March brings with it Friday fish fry specials that are welcomed by Lenten observers, St. Patrick’s Day celebrations and the apogee of the college basketball season. After the conference tournaments wind down, fans will be dissecting the NCAA tourney pairings and filling out their brackets. The NHL season is moving along and the playoffs will be upon us soon.
This is my favorite time of year, because it’s a season of possibility, where the full glory of spring and summer lies ahead, just waiting to be plucked like a ripe peach. Now we can allow ourselves to imagine barbecues, pool parties, softball games, weekend getaways, outdoor concerts and fireworks on the Fourth of July.
I am reminded of The Twilight Zone episode Walking Distance (1959) where a business executive returns to his hometown and finds it unchanged. He is overcome by a feeling of nostalgia when he encounters his boyhood self during a summer marked by merry-go-rounds, cotton candy and band concerts, and he tries to instruct his younger self to savor his childhood while he still has the chance.
The man, Martin Sloan, says to the boy: “I only wanted to tell you that this is a wonderful time for you.”
So in this northern corner of the world, as Mother Nature gets ready to release a measure of heat, we can prepare to store our boots, coats, gloves, hats, sweaters and scarves for another year. We can get to ready to strike the terms black ice, lake effect, wind chill and Nor’easter from our vocabulary, at least for another nine months. It’s about time to step outside, stretch our limbs and live again.
Baseball’s Opening Day and the Big Feast at Vinci’s House
Meanwhile, spring training continues in Florida and Arizona—another sign that winter will be ending soon—and the first pitch of Major League Baseball’s regular season is less than a month away.
Bill Vinci, my best friend from my hometown of Rome, N.Y., holds an annual party on the first full day of the MLB season. Regardless of the weather, regardless of where he happens to be employed at the time—and he’s rotated through several jobs over the past decade—he invites friends over to his house to watch the opening day games.
It’s an all-day party with a group of friends debating their fantasy teams. Unfortunately, I haven’t had a chance to attend one of these parties because I’ve always had to work or I’ve lived elsewhere in the U.S.
But I find the concept appealing because of the allure of playing hooky from work to watch baseball; and it’s also entertaining to see the players shivering on the basepaths and in the dugouts and outfield grass during early April games in cities like Chicago, Detroit, Cincinnati and Boston.
Vinci tells me the party consists of watching baseball from the first at-bat to the “final pitch on the West Coast.” And his celebration has real roots in the Rome area, stretching back to Vinci’s high school days, starting around 1985.
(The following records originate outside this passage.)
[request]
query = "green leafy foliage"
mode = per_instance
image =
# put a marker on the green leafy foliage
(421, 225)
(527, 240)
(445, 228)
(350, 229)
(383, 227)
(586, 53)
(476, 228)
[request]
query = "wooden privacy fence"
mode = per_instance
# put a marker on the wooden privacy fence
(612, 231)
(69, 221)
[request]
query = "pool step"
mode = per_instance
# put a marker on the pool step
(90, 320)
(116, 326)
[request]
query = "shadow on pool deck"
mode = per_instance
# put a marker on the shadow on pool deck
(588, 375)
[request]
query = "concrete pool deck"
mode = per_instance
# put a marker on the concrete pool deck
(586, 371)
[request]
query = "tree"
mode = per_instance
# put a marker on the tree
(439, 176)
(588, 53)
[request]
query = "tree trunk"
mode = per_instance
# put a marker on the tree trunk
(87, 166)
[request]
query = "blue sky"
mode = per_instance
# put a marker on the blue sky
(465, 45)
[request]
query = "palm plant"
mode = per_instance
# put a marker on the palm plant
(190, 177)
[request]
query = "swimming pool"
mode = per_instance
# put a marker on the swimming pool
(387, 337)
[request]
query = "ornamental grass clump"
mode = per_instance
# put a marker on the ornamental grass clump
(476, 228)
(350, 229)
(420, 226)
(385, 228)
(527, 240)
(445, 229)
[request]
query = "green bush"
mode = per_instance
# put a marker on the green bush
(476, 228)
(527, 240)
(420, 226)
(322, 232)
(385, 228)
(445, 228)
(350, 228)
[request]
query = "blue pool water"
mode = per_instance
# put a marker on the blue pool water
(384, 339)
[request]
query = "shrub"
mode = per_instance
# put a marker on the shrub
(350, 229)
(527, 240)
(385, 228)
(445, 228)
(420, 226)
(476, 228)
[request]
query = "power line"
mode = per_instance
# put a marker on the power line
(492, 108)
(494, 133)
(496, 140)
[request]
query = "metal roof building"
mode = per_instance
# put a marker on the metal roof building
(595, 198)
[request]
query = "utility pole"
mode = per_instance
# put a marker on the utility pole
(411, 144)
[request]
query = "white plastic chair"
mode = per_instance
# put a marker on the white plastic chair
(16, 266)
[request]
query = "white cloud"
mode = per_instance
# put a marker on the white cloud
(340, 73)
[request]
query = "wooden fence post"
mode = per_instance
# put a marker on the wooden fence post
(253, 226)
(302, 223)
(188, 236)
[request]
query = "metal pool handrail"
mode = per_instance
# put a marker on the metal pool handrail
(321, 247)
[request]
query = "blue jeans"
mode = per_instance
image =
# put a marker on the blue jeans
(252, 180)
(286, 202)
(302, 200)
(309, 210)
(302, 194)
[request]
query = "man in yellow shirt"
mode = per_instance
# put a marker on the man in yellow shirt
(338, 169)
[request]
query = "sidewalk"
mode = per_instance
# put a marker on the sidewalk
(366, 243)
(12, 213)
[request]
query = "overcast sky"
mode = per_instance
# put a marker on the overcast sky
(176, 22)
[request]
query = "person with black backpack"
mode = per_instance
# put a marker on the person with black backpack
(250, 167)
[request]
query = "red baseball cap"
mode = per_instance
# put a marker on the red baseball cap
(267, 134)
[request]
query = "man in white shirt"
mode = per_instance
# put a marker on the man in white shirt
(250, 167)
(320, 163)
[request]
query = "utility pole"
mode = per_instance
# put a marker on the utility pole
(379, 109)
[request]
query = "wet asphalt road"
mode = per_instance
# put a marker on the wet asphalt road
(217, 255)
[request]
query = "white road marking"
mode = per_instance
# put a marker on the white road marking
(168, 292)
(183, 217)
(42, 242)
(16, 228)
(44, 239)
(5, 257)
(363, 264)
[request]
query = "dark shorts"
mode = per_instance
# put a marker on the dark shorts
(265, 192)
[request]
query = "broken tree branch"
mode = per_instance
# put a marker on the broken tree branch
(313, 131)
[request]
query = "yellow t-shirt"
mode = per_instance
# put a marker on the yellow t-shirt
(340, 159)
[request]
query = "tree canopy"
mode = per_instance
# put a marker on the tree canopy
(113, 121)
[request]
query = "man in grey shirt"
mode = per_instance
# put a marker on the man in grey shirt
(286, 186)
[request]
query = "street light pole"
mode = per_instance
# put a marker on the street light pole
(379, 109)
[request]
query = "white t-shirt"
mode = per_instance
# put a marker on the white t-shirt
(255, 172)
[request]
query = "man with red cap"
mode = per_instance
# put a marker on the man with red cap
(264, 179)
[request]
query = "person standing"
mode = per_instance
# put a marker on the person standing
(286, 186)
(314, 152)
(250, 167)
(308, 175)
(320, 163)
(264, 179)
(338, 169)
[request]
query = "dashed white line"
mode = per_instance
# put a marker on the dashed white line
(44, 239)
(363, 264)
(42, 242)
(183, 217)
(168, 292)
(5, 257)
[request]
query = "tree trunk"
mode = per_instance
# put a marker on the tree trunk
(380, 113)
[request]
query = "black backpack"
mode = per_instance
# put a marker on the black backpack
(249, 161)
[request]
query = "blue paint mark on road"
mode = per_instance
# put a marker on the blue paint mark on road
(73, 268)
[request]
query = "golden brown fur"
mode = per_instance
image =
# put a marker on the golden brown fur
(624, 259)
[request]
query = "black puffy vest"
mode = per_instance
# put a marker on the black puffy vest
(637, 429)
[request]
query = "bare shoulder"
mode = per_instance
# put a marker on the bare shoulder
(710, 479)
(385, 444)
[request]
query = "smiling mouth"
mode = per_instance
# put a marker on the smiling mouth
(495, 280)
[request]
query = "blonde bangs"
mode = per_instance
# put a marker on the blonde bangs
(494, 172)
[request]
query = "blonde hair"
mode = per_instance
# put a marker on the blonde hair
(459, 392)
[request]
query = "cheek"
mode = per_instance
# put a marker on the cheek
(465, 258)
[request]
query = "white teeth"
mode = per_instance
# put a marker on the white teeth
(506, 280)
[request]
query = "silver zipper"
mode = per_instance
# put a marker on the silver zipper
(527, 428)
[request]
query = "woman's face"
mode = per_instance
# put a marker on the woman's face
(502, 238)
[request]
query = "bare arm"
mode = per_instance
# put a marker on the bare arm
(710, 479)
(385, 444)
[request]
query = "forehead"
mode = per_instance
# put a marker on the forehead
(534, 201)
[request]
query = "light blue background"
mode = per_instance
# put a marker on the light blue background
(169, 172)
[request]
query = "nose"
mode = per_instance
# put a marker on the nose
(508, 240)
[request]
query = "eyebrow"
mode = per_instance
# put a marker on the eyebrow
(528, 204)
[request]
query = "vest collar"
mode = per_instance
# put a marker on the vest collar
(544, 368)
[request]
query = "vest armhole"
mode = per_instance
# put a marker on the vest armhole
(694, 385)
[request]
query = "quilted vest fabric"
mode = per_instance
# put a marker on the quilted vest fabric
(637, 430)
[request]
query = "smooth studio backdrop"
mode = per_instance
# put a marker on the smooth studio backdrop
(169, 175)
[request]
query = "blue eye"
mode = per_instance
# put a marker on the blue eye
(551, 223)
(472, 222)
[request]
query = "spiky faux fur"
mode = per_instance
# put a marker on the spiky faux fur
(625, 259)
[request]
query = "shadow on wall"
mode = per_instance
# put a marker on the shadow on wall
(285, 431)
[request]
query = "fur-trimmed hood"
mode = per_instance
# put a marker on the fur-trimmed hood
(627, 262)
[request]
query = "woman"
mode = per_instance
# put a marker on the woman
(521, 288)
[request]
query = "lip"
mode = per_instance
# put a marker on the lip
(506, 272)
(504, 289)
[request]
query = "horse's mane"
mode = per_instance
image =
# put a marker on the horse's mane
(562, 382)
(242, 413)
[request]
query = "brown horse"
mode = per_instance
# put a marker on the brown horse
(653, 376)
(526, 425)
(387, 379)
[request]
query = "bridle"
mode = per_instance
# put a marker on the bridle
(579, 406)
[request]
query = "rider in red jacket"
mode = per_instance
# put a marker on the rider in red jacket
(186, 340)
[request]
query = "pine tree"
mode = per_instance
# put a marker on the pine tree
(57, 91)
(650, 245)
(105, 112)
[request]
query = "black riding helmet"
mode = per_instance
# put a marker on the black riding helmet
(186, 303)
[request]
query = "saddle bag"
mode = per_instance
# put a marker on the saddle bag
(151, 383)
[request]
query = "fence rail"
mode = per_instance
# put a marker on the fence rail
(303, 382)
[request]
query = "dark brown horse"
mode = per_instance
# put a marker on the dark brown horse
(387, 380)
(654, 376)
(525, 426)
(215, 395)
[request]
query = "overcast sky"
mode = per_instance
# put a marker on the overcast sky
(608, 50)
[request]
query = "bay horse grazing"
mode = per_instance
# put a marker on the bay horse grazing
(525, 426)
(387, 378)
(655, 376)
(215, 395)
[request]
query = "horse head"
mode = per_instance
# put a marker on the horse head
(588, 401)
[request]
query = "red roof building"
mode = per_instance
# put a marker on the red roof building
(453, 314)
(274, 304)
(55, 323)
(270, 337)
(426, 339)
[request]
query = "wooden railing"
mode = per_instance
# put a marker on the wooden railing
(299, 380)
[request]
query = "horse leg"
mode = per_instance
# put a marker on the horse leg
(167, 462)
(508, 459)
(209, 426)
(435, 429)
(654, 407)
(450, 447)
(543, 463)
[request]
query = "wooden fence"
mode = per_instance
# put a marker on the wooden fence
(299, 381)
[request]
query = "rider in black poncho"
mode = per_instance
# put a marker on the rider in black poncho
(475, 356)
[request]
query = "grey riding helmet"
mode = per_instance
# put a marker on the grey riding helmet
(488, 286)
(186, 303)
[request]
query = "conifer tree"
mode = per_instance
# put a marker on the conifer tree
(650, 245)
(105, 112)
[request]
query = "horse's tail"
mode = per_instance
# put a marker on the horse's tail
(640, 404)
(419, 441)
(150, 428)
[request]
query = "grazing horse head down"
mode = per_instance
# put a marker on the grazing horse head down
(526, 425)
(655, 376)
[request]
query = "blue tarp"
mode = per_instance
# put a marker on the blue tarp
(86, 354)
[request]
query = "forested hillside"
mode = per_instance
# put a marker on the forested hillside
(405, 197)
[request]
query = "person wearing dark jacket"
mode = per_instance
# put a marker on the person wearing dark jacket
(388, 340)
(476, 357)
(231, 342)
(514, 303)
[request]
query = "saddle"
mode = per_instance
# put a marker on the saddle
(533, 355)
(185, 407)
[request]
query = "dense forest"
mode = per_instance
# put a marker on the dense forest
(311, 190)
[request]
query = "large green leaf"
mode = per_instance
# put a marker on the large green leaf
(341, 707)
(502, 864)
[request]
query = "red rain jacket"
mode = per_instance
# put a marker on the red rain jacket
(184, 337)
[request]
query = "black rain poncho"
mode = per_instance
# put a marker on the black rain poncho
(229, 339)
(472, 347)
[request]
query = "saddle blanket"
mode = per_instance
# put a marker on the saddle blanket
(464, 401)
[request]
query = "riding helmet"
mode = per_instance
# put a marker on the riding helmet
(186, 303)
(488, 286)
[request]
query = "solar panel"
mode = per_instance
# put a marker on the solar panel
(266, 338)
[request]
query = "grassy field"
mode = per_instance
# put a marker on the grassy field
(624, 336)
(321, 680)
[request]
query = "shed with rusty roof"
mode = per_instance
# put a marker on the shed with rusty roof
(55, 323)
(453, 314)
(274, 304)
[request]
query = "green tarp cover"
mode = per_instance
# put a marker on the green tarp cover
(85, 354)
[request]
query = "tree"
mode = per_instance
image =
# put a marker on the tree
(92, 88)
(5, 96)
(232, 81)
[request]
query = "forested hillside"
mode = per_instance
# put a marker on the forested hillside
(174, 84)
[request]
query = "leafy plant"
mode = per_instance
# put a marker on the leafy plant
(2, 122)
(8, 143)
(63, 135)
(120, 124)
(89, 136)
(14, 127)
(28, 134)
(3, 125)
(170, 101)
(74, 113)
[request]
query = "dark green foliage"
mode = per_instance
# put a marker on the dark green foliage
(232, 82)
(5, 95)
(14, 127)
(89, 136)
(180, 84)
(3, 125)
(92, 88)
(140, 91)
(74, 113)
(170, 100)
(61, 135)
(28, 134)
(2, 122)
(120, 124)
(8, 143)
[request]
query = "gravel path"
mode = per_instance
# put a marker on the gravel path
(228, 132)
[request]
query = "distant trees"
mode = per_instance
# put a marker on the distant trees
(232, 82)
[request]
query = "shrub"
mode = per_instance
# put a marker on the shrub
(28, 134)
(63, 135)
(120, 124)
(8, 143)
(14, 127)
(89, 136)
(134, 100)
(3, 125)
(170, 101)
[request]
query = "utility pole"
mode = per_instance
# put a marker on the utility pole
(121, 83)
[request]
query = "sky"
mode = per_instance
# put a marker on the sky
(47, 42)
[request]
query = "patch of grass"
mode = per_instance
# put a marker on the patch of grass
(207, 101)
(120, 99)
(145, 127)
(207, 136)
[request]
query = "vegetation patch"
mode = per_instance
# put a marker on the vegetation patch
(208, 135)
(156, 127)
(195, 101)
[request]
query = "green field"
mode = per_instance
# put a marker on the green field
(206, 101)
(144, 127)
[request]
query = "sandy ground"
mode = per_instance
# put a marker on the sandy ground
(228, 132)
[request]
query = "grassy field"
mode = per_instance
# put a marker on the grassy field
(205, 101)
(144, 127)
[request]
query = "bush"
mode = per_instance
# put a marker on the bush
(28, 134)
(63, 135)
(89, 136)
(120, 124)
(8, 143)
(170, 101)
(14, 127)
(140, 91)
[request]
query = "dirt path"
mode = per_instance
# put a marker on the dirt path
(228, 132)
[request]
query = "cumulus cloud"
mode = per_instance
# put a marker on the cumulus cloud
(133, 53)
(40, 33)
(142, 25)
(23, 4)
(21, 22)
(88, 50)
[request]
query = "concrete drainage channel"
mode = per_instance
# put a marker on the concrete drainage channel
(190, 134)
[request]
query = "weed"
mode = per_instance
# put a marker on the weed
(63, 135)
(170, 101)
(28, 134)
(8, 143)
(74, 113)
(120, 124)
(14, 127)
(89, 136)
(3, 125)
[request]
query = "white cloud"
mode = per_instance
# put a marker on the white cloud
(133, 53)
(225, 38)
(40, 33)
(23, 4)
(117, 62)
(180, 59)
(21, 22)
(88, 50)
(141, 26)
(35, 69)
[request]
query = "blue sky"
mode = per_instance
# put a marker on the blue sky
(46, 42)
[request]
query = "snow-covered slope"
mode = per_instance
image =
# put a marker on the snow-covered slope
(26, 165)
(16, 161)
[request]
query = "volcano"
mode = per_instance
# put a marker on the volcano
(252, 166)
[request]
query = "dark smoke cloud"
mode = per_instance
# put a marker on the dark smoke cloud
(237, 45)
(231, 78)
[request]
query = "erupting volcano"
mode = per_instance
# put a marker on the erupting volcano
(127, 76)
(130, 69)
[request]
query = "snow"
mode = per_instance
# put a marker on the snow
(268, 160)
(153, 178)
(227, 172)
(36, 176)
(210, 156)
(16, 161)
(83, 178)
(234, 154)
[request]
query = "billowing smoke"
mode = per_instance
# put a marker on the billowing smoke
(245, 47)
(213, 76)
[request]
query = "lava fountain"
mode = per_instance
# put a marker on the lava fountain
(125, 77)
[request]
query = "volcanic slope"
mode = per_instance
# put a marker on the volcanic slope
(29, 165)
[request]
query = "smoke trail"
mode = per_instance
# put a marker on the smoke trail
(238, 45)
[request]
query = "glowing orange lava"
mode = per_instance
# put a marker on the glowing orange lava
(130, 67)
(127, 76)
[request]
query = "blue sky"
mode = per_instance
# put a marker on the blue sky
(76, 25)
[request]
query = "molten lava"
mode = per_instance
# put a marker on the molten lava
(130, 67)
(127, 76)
“I would skip school and have my friends come over and watch baseball and eat in my parents’ basement,” he says. He adds, “As the years go by the attendees have decreased due to work, kids, etc., but that hasn’t stopped me from putting on the greatest opening day party in Rome.”
And the action on the diamond is enhanced by the menu for the occasion; the spread of food includes “dogs, burgers, sausage, hot and sweet peppers and sausage bread, along with chips and dip.”
So that’s what I’ve been missing all these years.
But Vinci, who serves as director of marketing for the Utica Brewers baseball club of the Perfect Game Collegiate Baseball League (PGCBL), says the “reason I host opening day is the love and passion of the game of baseball. It’s in my blood and to have friends and family enjoy it with me makes it all worth it.”
He adds, “as long as I’m on this earth, you can always count on one thing—opening day of baseball at Vinci’s house.”